My gaze was first drawn to the sponsored ads on the right side of the screen. Come to think of it, it’s a miracle I had my AHA! moment at all because the impetus was nestled between one ad tempting me to “learn how Bloomfield Hills moms earn big money working from home” and another claiming to have “the secret to losing belly fat.”
(What the hell am I clicking on that Facebook marketers are somehow peering through the window of my soul?)
The ad in the middle was for the Dave Thomas Foundation for Adoption. I clicked and found myself reading beautiful stories about children being adopted by loving families. Many of the children had spent considerable time in the foster care system prior to being adopted.
November is National Adoption Month, and this foundation, named after the Wendy’s founder and adoptee, is dedicated to finding “forever families” for children in foster care.
A picture of the cutest little guy wearing one of those old-fashioned newsboy caps accompanied one story. It was a comment someone wrote under the post that led me, first, to an audible gasp, and then to my AHA! moment.
The comment said something like, “He’s so cute. I can’t imagine someone didn’t want him.”
Whoa. Mind blown. And then came my AHA! moment realization…..
My mother was the original spin-doctor, the original Olivia Pope; that is, if Olivia Pope did all her gladiator work from a rotary dial phone in the kitchen.
You’re confused. I don’t blame you. Let me fill in some important blanks.
I was given up for adoption at birth and spent the first six months of my life in a foster home.

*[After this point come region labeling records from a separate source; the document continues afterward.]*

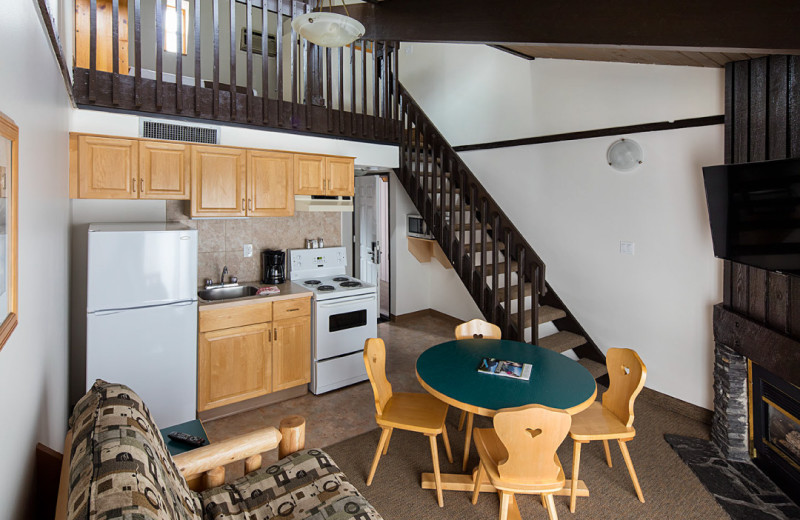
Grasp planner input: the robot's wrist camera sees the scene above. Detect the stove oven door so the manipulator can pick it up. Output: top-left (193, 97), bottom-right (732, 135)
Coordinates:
top-left (314, 294), bottom-right (378, 361)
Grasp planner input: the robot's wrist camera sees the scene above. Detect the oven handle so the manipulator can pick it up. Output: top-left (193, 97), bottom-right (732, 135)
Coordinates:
top-left (317, 294), bottom-right (377, 309)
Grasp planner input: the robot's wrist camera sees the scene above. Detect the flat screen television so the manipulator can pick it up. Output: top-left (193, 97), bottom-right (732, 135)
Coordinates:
top-left (703, 159), bottom-right (800, 276)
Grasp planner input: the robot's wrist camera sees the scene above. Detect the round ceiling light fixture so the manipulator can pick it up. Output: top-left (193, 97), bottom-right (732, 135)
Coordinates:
top-left (606, 138), bottom-right (644, 172)
top-left (292, 0), bottom-right (366, 47)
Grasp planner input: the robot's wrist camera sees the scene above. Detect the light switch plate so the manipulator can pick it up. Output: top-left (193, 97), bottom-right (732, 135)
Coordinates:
top-left (619, 241), bottom-right (636, 256)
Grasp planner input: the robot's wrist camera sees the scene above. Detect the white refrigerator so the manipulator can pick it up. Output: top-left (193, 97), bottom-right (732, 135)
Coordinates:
top-left (86, 223), bottom-right (197, 428)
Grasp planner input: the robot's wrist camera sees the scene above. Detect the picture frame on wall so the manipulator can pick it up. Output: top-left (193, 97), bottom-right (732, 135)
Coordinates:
top-left (0, 112), bottom-right (19, 350)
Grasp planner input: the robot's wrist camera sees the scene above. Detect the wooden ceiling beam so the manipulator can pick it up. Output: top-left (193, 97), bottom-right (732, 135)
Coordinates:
top-left (338, 0), bottom-right (800, 54)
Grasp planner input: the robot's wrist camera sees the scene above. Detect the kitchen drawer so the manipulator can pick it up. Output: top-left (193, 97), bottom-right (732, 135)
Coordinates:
top-left (272, 298), bottom-right (311, 321)
top-left (200, 301), bottom-right (276, 332)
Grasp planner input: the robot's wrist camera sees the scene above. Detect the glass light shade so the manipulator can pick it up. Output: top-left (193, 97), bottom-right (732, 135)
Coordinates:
top-left (292, 12), bottom-right (364, 47)
top-left (606, 139), bottom-right (643, 172)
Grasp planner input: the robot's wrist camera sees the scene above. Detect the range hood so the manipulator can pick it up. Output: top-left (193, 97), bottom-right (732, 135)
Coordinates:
top-left (294, 195), bottom-right (353, 211)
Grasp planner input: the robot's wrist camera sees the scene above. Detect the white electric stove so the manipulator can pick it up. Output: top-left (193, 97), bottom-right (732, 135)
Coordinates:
top-left (289, 247), bottom-right (378, 394)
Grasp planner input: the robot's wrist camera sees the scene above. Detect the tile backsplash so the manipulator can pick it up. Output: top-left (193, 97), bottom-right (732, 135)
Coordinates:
top-left (167, 201), bottom-right (342, 286)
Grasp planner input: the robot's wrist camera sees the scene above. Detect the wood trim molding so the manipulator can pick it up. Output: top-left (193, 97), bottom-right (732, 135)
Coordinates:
top-left (714, 303), bottom-right (800, 386)
top-left (36, 0), bottom-right (77, 108)
top-left (453, 115), bottom-right (725, 152)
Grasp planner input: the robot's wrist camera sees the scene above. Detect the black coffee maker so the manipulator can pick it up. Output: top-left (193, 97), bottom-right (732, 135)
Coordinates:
top-left (261, 249), bottom-right (286, 283)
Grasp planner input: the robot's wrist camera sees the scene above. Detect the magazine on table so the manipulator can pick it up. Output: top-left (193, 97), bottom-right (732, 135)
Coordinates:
top-left (478, 358), bottom-right (533, 381)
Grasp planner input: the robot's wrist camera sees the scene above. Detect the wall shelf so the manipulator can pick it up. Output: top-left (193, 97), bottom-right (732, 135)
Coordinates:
top-left (406, 237), bottom-right (453, 269)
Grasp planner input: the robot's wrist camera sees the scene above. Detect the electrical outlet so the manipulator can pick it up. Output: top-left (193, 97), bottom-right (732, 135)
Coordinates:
top-left (619, 242), bottom-right (636, 256)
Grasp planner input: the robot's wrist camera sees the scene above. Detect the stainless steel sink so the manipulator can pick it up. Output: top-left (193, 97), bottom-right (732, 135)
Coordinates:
top-left (197, 285), bottom-right (258, 301)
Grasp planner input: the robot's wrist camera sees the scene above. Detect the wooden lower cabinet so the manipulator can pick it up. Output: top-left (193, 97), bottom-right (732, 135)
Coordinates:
top-left (197, 323), bottom-right (272, 412)
top-left (197, 297), bottom-right (311, 412)
top-left (272, 316), bottom-right (311, 392)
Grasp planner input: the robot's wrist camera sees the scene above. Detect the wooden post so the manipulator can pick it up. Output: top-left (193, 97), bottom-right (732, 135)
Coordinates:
top-left (278, 415), bottom-right (306, 459)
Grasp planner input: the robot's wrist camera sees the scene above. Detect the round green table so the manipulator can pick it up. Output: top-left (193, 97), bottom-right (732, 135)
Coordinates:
top-left (417, 339), bottom-right (597, 417)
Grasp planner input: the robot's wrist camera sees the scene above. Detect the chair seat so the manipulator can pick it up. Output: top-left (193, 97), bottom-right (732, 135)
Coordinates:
top-left (375, 393), bottom-right (448, 435)
top-left (569, 401), bottom-right (636, 441)
top-left (472, 428), bottom-right (566, 493)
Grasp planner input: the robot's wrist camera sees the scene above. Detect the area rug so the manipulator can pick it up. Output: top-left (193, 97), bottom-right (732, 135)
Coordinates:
top-left (664, 434), bottom-right (800, 520)
top-left (325, 400), bottom-right (732, 520)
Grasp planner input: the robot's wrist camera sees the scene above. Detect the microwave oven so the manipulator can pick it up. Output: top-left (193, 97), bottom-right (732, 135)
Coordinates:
top-left (406, 215), bottom-right (433, 239)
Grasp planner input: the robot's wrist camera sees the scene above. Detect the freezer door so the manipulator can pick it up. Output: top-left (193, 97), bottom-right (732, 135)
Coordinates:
top-left (86, 302), bottom-right (197, 428)
top-left (86, 229), bottom-right (197, 312)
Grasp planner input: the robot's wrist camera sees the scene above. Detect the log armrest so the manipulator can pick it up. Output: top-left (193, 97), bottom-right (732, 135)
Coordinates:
top-left (172, 426), bottom-right (281, 480)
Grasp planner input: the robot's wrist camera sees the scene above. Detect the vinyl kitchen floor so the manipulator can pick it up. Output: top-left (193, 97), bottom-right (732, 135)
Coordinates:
top-left (203, 310), bottom-right (457, 480)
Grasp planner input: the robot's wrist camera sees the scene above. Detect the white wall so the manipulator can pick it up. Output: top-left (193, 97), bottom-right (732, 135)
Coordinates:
top-left (400, 44), bottom-right (724, 408)
top-left (400, 43), bottom-right (724, 146)
top-left (0, 1), bottom-right (69, 518)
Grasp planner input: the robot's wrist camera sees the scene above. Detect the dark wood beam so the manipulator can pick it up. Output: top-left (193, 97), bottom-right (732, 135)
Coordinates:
top-left (714, 303), bottom-right (800, 385)
top-left (337, 0), bottom-right (800, 54)
top-left (453, 115), bottom-right (725, 152)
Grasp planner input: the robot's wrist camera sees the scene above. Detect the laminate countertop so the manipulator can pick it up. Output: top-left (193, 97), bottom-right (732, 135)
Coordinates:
top-left (197, 282), bottom-right (314, 311)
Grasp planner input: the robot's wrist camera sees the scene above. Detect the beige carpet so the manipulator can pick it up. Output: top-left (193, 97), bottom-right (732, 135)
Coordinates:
top-left (325, 398), bottom-right (729, 520)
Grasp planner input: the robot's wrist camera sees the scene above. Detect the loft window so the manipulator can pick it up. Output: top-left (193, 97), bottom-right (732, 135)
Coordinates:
top-left (164, 0), bottom-right (189, 55)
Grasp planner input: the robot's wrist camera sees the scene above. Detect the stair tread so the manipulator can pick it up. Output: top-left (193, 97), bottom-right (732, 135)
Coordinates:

For as long as I can remember, my mom–my adoptive mom, the only mom I ever knew–celebrated the loving sacrifice my birth mother made in choosing adoption. This choice was always referred to within a framework of gratitude and enveloped in words like “selfless” and “heart-wrenching” and “courageous.” Each and every one of my birthdays began with a prayer of thanksgiving to my birth parents who made the “love-filled realization” that I would be better served being raised by another compassionate family.
It never occurred to me that I might not have been wanted. Never. Ever.
I was raised in a home where gratitude fueled our every action, softened every disappointment and persuaded us to make a difference. My mom’s positive spin helped define me as a person and has enabled gratitude to serve as a foundation of who I am.
Which explains why now, as a grown woman just a smidge out of my 30s, the possibility that I might not have been wanted is on my radar for the very first time.
I did the math as a kid. I knew how to subtract nine months from my early June birthday, so I always assumed I was the unplanned souvenir of a love-filled summer romance.
When I got older and embraced my Irish heritage, I entertained the possibility of being the byproduct of a pre-Chappaquiddick Kennedy-clan member love affair. This caused me great angst because I was sure the day would come when John Kennedy, Jr. and I would meet and fall victim to a mutual love-at-first-sight only to later learn our bond was doomed because we were, technically, related.
My spin-doctor mama prevented me from daydreaming a back-story rooted in any number of horrific, violent or salacious circumstances. And it made all the difference in my life.
Had I not been swathed in gratitude, I could have traveled a path of bitterness, resentment or mistrust.
My mom wasn’t privy to the details of the first six months of my life, but she was intimately aware of later challenges I faced, and the common thread that she wove through every one of my days was one of gratitude.
That thread remains strong even now, nineteen years after her death.
And for that, I am forever thankful.